Life-Limiting Diseases

Laurie Scudder, DNP, NP


October 05, 2011

Comparing Three Life-Limiting Diseases: Does Diagnosis Matter or Is Sick, Sick?

Steinhauser KE, Arnold RM, Olsen MK, et al
J Pain Symptom Manage. 2011;42:331-341


Study Summary

Background. Advanced cancer, congestive heart failure (CHF), and chronic obstructive pulmonary disease (COPD) are some of the most prevalent life-limiting conditions seen in adults. Although in their advanced stages these diseases have similar 1-year mortality rates, research has shown that patients with these conditions are treated differently by healthcare professionals. Cancer is recognized and treated as a terminal illness, but CHF and COPD are more often viewed as chronic, rather than terminal, conditions. This study sought to determine the impact of diagnostic category on patient outcomes, including quality of life, functional status, and emotional well being, to determine if the illness experience differed significantly among patients with these 3 diagnoses.

Methodology. The study used a cross-sectional cohort design including 210 patients, identified through hospital databases, equally divided between the 3 diagnostic groups. Most were not working; 50% of the sample were retired and 25% were on disability. Inclusion criteria were crafted to identify patients with a 2-year survival rate of 50% and included the following cohorts:

  • Cancer cohort: Stage 4 breast, colorectal, and prostate cancer; stage 3b or 4 lung cancer;

  • CHF cohort: New York Heart Association stage 3 or 4 CHF with a left ventricular ejection fraction < 40%; and

  • COPD cohort: Hypercapnea (pCO2 > 46 mm Hg) and at least 1 hospitalization or emergency department visit in the previous year.
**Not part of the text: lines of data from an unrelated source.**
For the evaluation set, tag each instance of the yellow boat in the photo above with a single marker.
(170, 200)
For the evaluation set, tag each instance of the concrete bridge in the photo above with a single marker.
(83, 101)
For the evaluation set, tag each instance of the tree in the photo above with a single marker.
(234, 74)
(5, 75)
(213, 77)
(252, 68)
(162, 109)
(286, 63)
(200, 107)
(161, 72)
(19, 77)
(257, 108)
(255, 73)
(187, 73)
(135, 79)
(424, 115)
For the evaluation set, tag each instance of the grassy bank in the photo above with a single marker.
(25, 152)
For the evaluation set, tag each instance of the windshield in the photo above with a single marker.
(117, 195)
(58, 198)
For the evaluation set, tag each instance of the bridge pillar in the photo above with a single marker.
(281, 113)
Data were collected at baseline and monthly intervals for up to 6 years or until the time of death, which allowed the researchers to capture transitions at the end of life. In addition to demographic and diagnostic data, tools to assess activities of daily living, anxiety, and depression were administered. Disease severity was calculated as a cross product of number of bed days (defined as days spent mostly in bed, chair, or couch) and self-rated health.

Results. The patient sample was broadly diverse. Just over half were men and a similar percentage were married. The average age was 66 years. Equal percentages (44%) had a high school education or had attended some college. Almost two thirds of participants (61%) were white and the remainder black. The sample also displayed a wide range of financial well-being. About one quarter of the sample reported difficulty paying bills, 13% noted that they had to cut back to pay bills, 27% described themselves as having a little extra money to spare, and the remaining one third reported having money for "luxury" expenses such as travel.
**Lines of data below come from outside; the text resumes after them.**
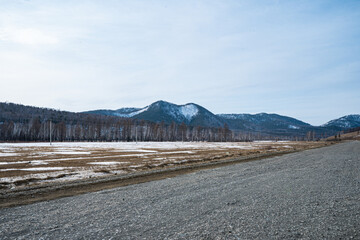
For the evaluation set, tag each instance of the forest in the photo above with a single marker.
(27, 123)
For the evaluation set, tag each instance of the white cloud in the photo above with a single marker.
(27, 36)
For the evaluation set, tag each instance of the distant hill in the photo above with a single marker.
(264, 122)
(349, 121)
(195, 115)
(160, 121)
(161, 111)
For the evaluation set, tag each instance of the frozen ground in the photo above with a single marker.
(34, 163)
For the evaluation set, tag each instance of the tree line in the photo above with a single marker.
(27, 123)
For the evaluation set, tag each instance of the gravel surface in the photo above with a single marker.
(314, 194)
Quality of life subscales -- emotional, social, and physical -- did not differ between patient cohorts. Measures of anxiety and depression did vary, however. CHF and COPD patients had higher levels of both compared with cancer patients. Controlling for demographic variables attenuated some of the differences on measures of depression, underscoring that poorer patients had higher levels of depression. The CHF and COPD cohorts also fared worse on measures of functional well being, with higher rates of functional dependence found in these patients.

Poor health, as measured by the cross product of bed days and self-reported health, was most common (39%) in the CHF group. A slightly smaller percentage of COPD patients (33%) were similarly found to be in poor health. In contrast, only 21%, of cancer patients received a rating of poor health.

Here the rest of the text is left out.